Einsprachen erwartet

Einen Überhang an noch nicht überbauten Wohn- und Gewerbeflächen besitzen sehr viele Gemeinden im Mittelland. Im Aargau oder in Solothurn waren bis vor Kurzem Verhandlungen über eine Redimensionierung der Reserven im Gang. Die Gespräche zwischen Kommunen und kantonalen Planungsämtern sind jedoch nur behördenverbindlich und erst Grundlage für den Richtplaneintrag.

Auch der Kanton Thurgau setzt sich derzeit mit allen 80 Gemeinden einzeln an den Verhandlungstisch, um eine Flächenbereinigung vorzunehmen. Druckmittel sind auch hier das Neueinzonungsverbot und die Kompensationspflicht, bis der Richtplan vom Bund genehmigt worden ist. Die nächsten Schritte zur Konkretisierung sind jedoch nicht weniger hürdenreich: Sobald die Gemeindezonenpläne angepasst werden, sind die Grundeigentümer einzubeziehen. In solchen Präzedenzfällen zeichnen sich heikle Auseinandersetzungen ab.

Ein anschaulicher Bereinigungsprozess findet im Laufental statt, wo die 1200-Einwohner-Gemeinde Liesberg BL ihre Bauzonenfläche in der kommunalen Nutzungsplanung deutlich zu reduzieren hat. Die Bevölkerungszahl ist in den letzten 20 Jahren stabil geblieben; Parzellen mit einer Gesamtfläche von über 12 ha sind zwar eingezont, aber unbebaut. Seit drei Jahren verhandeln Gemeinde und Kanton, welche Flächen ausgezont werden könnten. Im Juni 2015 hiess die Gemeindeversammlung einen Verhandlungskompromiss mit Verzicht auf 4 ha Bauzonen gut. Diese Fläche ist halb so gross wie ursprünglich vom Kanton vorgeschlagen, spart aber Parzellen mit hoher Baureife aus. Ebenso ist die Zahl der Grundeigentümer gesunken, die dagegen Rechtsmittel ergreifen können. Trotzdem ist die Redimensionierung in Liesberg vorläufig blockiert, weil Rechtsmittel dagegen erhoben worden sind.

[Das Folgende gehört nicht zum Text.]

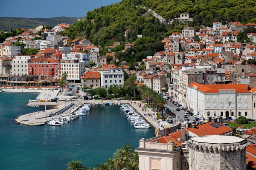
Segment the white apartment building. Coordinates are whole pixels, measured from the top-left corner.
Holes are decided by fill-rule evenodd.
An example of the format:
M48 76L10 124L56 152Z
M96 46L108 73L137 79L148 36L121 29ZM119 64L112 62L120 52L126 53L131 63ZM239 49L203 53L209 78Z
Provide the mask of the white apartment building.
M66 73L67 80L70 82L79 82L80 78L85 71L85 64L80 62L79 59L72 58L61 60L61 75Z
M123 85L124 73L119 69L110 69L100 73L101 86L107 88L111 85Z
M221 28L222 27L222 23L218 22L213 23L213 30L220 30Z
M16 56L12 59L12 75L28 75L28 62L31 56Z
M6 45L1 45L1 54L2 56L16 56L21 54L22 46Z
M252 92L248 85L201 85L188 86L188 108L198 116L253 118Z

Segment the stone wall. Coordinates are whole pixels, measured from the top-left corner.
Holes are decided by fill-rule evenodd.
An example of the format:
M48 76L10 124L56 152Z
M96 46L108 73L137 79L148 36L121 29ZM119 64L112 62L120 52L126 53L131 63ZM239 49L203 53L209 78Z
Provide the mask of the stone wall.
M189 170L245 170L244 141L236 143L214 144L186 142L189 148Z

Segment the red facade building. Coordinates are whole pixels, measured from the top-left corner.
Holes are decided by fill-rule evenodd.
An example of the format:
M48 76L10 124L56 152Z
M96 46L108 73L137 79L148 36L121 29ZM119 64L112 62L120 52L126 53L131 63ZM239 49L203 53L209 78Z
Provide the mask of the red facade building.
M58 77L58 62L51 58L32 58L28 63L29 75Z

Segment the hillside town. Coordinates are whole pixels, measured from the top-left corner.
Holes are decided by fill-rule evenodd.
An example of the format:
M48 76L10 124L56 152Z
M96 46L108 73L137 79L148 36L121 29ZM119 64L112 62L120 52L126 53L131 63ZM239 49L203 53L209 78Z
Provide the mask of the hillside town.
M189 15L181 14L175 19L189 21ZM124 48L119 52L136 46L137 40L128 38L134 30L123 33L125 43L114 40L103 52L103 47L88 40L61 35L70 26L20 28L21 34L6 38L0 44L0 88L60 88L66 74L66 82L81 83L83 90L107 88L135 77L138 88L147 87L177 106L177 111L197 119L196 122L189 119L184 127L180 125L180 130L173 128L172 133L160 135L157 129L156 137L142 139L135 149L140 170L256 168L255 126L242 128L242 138L239 138L231 136L233 130L223 124L239 116L249 122L256 120L256 33L247 32L256 29L256 24L216 22L197 31L184 28L162 40L163 51L155 51L136 65L124 61L116 64L119 51L113 51L121 45ZM241 32L248 39L241 41ZM220 153L223 159L216 157ZM246 159L239 159L243 156ZM231 163L234 162L237 169ZM230 169L227 162L232 165ZM154 168L149 168L152 164Z

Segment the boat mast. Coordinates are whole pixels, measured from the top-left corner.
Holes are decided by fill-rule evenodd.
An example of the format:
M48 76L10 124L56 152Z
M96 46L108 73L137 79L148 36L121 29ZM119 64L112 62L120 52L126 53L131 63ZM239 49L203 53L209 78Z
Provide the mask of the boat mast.
M44 114L46 117L46 93L45 93L45 96L44 97Z

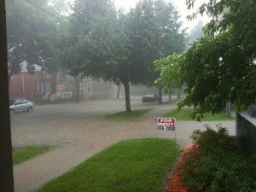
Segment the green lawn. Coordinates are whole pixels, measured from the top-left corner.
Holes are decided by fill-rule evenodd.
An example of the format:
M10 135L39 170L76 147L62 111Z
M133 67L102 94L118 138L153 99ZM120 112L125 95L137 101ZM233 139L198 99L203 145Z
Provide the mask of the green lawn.
M134 110L130 113L120 112L120 113L107 115L103 119L107 120L134 120L143 116L143 114L146 114L150 110L152 110L152 108Z
M180 111L177 111L177 109L174 109L165 113L162 117L176 118L176 119L177 120L192 120L190 119L190 115L192 112L193 112L192 108L183 108ZM224 113L218 113L212 115L212 113L209 113L204 114L204 118L201 119L201 120L205 120L205 121L230 120L230 119L235 119L235 117L230 119L228 118Z
M52 149L50 146L29 146L13 150L13 162L15 165L44 154Z
M174 141L136 139L94 155L37 192L165 191L170 170L180 154Z

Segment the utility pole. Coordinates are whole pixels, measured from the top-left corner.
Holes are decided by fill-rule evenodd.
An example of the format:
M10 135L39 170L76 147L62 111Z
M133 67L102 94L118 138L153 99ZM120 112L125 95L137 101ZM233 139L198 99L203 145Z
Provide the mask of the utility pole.
M14 192L5 1L0 0L0 191Z

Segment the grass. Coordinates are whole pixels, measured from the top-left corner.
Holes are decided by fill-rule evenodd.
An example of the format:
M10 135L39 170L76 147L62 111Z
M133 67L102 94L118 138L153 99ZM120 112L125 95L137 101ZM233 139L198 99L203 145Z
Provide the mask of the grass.
M15 165L32 159L52 149L50 146L29 146L13 150L13 162Z
M100 152L36 191L164 191L179 153L172 140L128 140Z
M165 113L162 117L172 117L176 118L177 120L192 120L190 115L193 112L192 108L183 108L180 111L177 109L172 110ZM204 118L201 119L203 121L218 121L218 120L232 120L235 118L229 118L225 113L217 113L212 115L212 113L204 114Z
M152 110L152 108L134 110L130 113L121 112L105 116L103 119L107 120L134 120Z

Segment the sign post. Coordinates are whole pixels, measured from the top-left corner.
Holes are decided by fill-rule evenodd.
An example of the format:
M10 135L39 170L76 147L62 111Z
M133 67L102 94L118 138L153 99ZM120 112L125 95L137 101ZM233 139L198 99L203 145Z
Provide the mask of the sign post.
M158 118L157 119L157 135L160 131L173 131L176 141L176 126L174 118Z

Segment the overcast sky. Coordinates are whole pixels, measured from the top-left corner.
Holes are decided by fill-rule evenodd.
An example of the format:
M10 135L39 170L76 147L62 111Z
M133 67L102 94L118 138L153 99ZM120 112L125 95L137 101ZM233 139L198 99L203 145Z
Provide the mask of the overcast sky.
M195 9L188 10L186 6L186 0L167 0L168 2L172 2L173 5L176 7L178 11L181 18L180 20L183 22L183 28L189 28L188 32L196 25L199 20L202 20L203 23L207 23L209 20L209 18L207 15L203 17L199 17L193 21L188 21L186 16L195 12L196 8L202 4L202 3L207 2L207 0L197 0L195 1ZM139 0L114 0L116 6L118 8L122 8L125 10L129 10L131 8L135 8L136 3L139 2Z

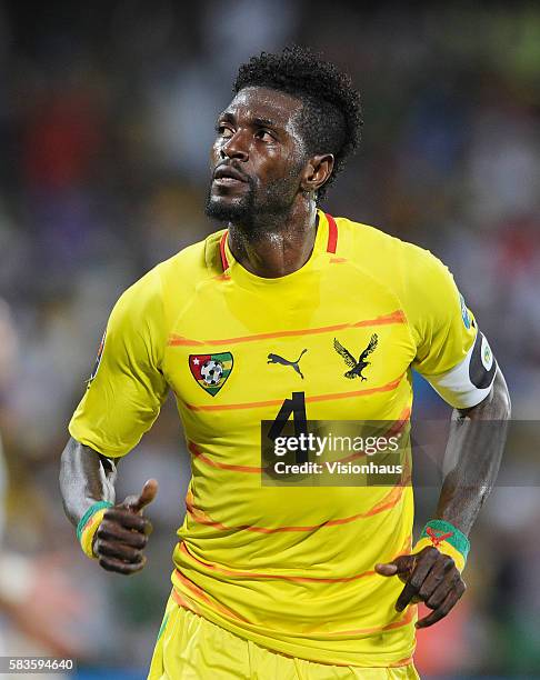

Gegen die raumplanerische Logik

Der Widerstand direkt Betroffener ist nachvollziehbar: Zum einen wird der Mehrwert ihres Baulands entzogen, obwohl in den letzten Jahren höhere Steuern zu entrichten waren. Zum anderen ist die Enteignungsfrage weitgehend offen. Das Bundesgericht hat Rückzonungen bislang als «entschädigungsfreie Nichteinzonungen» taxiert.

Dass dieses generelle Urteil für künftige Fälle gilt, halten Rechtsexperten jedoch für unwahrscheinlich. Vielmehr ist ein individuelles Abwägen von Baureife und Erschliessung auf jeder Parzelle zu erwarten. Kantone wie Basel-Stadt, Genf, Neuenburg und Thurgau haben diesbezüglich vorgesorgt und könnten Entschädigungen aus dem Topf der Mehrwertabgabe bei Neueinzonungen bezahlen. Auch einzelne Gemeinden kennen solche Regularien. Das Gros der Kantone hat ein solches Abgabenmodell allerdings noch nicht gesetzlich festgesetzt.

Die Rückzonung respektive weitere Massnahmen zur Koordination des Bauzonenbedarfs sind politisch heikle Unterfangen. Bisher brauchte es dazu meistens Druck von oben; von sich aus aktiv geworden sind Gemeinden oder Eigentümer nur in Ausnahmefällen. Zudem ist das Ausmass der Redimensionierungseffekte sehr ungewiss. Zum einen besitzen Kantone und Gemeinden weite Ermessensspielräume, um das künftige Siedlungswachstum zu quantifizieren. Zum anderen spricht die raumplanerische Logik bisweilen gegen pauschale Auszonungsaktionen. Denn die meisten unüberbauten Parzellen liegen mitten im Siedlungsgebiet und sind gut erschlossen. Um ein Pingpong zwischen Aus- und Wiedereinzonung innerhalb zweier Planungsperioden zu verhindern, wird der Nachweis des Flächenbedarfs daher vielerorts pragmatisch erfolgen.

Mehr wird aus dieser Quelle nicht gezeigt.